Because phytoplankton absorb carbon during photosynthesis, it stores atmospheric CO2 in our oceans and causes global cooling. They could also represent “the largest biocarbon sequestration mechanism on the planet.”

Iron still helps fertilize our oceans today, but during the peak of Earth’s last ice age, much more iron-containing dust was found during seasonal glacier melting, and it was blown into the ocean at much higher rates.

All of this extra iron-fed phytoplankton lowered CO2 levels in the atmosphere and could help explain “how the Earth could be so cold at that time,” says Torben Struve, a geologist at the University of Oldenburg in Germany.

Thus, some scientists believe that iron fertilization could be a useful way to increase the carbon sink of our oceans and help cool our planet in the future.

But this type of geoengineering is a risky and controversial strategy, and the results of this new study show how much dust will be needed to have a large enough impact.

Today, after the Human Industrial Revolution, CO2 levels have risen from about 280 to 415 ppm (parts per million) due to human emissions – a surface well above natural levels.

During the last ice period, however, previous models have confirmed that about 40 ppm. Iron-bearing dust was responsible for drawing atmospheric CO2 through.

That’s about half the natural difference between the Ice Age and the following international period, and not even a quarter of our own emissions.

However, scientists have decided to learn more about this complex reaction system in the hope that it may one day improve our climate models or help us get more atmospheric carbon.

Analyzing 18 sedimentary cores of the South Pacific Ocean between Antarctica, New Zealand and Chile, the new study compares the chemical fingerprints of ancient dust with geological data from many different continents.

Finally, these findings suggest that as much as 20% of the iron-containing dust now comes from northwestern Argentina – and that it may have traveled farther and farther from there, traveling about 60,000 kilometers (12,400 miles) during the last westerly winds. . The main ice age.

It is a unique and interesting discovery, because today, the input of dust from the rivers and lakes of Australia dominates the entire study area.

Even in the past, Patagonia was generally considered to be the main source of ancient dust, not far north in Central South America, but far-traveled.

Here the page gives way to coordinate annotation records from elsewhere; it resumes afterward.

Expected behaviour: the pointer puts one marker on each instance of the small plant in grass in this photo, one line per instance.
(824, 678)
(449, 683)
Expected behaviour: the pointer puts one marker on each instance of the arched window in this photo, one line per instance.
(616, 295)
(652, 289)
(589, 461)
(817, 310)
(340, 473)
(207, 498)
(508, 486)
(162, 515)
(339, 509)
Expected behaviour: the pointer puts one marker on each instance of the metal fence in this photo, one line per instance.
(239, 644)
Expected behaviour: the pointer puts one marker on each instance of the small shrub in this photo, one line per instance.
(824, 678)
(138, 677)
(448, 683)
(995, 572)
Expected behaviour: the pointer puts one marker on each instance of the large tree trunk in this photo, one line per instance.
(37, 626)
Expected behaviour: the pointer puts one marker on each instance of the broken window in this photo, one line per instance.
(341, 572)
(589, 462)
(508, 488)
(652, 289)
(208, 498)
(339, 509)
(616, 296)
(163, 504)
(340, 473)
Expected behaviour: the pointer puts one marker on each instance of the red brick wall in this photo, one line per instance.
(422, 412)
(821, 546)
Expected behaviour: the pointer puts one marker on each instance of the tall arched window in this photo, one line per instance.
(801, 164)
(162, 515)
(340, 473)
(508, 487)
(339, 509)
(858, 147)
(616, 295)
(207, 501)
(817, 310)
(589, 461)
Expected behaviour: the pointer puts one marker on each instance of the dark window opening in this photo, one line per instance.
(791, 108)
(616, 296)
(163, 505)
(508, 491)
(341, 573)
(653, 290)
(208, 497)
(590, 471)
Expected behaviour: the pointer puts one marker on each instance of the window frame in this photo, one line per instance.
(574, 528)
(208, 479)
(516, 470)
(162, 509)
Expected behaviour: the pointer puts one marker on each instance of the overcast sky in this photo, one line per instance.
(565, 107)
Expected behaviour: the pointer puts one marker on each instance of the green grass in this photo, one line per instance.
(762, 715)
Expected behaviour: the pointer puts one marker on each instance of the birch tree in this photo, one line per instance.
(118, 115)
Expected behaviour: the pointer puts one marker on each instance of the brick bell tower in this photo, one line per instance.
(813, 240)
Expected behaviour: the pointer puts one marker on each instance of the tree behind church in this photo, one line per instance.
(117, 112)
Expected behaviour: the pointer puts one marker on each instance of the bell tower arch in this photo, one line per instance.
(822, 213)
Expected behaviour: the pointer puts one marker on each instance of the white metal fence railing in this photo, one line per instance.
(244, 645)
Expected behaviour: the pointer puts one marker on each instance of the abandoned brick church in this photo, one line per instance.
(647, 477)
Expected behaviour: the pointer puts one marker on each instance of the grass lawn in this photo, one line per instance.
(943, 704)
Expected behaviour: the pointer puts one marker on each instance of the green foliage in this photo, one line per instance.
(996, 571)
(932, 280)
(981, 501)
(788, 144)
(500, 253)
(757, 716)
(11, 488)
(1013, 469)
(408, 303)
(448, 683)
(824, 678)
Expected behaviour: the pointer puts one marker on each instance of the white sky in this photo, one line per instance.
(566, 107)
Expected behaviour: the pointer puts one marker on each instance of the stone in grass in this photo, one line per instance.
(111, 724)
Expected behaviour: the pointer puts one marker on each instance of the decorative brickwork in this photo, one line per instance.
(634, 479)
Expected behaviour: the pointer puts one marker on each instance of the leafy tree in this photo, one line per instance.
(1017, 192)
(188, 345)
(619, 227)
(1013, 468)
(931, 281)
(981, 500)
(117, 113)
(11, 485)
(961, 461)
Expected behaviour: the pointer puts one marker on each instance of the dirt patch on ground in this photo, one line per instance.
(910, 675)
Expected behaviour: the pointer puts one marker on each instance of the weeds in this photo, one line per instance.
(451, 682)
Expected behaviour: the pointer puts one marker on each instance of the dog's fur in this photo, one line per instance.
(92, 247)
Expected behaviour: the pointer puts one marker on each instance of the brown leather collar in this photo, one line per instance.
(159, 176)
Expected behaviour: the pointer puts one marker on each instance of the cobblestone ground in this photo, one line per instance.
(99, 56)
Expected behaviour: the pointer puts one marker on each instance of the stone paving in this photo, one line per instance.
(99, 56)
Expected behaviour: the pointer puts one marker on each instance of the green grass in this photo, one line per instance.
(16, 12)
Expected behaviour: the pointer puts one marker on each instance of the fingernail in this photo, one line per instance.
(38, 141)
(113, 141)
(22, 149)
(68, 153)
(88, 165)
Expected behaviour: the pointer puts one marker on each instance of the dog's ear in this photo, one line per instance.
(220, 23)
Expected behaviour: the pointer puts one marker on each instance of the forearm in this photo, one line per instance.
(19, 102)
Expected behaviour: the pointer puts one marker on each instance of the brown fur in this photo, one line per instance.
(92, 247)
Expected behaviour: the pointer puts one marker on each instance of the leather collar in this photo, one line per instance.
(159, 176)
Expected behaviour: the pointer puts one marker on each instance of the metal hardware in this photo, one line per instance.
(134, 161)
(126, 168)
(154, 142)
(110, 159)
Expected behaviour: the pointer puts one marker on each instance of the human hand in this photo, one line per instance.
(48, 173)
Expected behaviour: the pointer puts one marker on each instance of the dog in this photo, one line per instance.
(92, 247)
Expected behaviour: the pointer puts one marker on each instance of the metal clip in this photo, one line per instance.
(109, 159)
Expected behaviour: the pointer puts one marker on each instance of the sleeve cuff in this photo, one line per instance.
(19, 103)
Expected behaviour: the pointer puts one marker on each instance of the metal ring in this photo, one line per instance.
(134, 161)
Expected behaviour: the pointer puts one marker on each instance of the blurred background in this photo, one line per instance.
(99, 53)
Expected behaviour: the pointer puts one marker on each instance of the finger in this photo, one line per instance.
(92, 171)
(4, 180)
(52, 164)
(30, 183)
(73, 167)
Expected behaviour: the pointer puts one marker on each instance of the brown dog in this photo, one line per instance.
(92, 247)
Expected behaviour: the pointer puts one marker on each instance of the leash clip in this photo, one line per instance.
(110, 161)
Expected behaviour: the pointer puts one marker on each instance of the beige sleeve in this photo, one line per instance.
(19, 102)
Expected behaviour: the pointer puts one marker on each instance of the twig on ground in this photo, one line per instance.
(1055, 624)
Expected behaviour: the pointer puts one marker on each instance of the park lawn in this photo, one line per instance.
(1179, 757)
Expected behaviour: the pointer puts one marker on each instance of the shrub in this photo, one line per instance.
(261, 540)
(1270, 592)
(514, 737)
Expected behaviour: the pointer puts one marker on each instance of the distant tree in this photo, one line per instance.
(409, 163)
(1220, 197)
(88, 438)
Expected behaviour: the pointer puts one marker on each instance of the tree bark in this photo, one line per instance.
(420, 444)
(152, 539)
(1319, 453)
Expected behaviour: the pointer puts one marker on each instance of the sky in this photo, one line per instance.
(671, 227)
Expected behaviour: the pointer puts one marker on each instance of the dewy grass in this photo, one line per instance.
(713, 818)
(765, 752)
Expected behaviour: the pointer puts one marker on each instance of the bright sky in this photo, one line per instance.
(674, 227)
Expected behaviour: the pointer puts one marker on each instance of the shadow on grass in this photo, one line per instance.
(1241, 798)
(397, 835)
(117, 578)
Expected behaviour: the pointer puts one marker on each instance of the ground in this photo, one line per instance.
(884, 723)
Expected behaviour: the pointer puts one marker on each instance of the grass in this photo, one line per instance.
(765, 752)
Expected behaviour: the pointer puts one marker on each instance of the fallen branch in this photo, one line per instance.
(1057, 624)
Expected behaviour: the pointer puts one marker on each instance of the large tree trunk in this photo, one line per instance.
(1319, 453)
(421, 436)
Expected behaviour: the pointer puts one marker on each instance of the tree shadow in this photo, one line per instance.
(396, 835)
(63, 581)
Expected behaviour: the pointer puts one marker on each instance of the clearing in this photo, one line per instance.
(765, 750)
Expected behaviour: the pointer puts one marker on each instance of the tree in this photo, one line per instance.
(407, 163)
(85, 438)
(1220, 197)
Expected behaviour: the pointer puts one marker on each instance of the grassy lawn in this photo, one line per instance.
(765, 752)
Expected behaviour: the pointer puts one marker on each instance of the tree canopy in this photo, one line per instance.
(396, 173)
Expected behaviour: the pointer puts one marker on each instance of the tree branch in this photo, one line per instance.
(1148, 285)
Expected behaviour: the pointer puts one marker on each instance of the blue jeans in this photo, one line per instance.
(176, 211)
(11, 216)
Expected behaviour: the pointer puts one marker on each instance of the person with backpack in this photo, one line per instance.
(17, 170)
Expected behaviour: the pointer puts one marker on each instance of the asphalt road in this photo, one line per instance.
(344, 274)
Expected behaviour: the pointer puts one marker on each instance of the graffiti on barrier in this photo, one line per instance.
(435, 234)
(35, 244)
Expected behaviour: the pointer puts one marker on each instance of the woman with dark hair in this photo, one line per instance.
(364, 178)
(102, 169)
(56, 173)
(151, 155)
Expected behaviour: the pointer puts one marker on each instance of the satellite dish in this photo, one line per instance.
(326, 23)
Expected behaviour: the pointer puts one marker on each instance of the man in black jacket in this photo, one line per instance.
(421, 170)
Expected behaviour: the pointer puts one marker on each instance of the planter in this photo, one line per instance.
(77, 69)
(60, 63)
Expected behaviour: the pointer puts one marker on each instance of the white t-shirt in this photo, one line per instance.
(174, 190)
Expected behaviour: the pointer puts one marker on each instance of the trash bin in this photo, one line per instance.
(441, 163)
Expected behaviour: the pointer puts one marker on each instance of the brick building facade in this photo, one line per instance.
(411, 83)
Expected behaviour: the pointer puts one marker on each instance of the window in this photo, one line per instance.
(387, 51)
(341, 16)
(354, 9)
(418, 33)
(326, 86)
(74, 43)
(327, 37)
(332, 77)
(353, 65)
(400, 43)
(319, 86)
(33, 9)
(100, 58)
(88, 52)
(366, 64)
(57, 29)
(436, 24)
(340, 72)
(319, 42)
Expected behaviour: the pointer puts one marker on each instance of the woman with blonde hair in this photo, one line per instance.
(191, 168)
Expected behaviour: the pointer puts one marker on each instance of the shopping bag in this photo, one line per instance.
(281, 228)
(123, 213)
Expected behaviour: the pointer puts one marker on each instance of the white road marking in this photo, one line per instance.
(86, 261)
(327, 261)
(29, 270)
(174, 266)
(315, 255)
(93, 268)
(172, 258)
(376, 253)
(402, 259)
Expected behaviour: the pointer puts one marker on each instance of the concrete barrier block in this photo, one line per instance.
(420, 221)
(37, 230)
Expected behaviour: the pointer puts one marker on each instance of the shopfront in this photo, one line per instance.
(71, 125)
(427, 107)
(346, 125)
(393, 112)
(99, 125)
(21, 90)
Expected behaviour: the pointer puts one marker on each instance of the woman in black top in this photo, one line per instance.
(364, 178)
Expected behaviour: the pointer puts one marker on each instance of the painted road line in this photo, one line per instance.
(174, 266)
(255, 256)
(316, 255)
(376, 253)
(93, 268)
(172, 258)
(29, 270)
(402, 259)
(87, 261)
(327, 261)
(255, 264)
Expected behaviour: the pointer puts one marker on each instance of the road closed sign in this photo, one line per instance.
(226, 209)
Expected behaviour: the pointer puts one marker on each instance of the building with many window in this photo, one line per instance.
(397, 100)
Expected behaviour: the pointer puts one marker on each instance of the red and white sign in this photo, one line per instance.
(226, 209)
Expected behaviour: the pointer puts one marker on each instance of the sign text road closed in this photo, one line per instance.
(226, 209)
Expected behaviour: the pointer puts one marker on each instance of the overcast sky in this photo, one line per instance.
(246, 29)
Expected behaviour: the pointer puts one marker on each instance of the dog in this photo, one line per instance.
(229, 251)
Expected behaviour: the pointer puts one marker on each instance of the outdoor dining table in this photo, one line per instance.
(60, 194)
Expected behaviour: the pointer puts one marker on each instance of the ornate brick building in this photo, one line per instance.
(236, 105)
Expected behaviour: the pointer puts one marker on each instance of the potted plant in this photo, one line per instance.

“[W]E was surprised to learn that the dust sources and transport routes were completely different from today and even different than we expected, ”says Struve.

“Global warming has led to changes in wind and environmental conditions in the resource regions.”

As small as dust can have global consequences. Thirty years after we first discovered its effect on the climate system, we will still learn more about these microscopic minerals, where they came from.

The study was published in Nature Communications.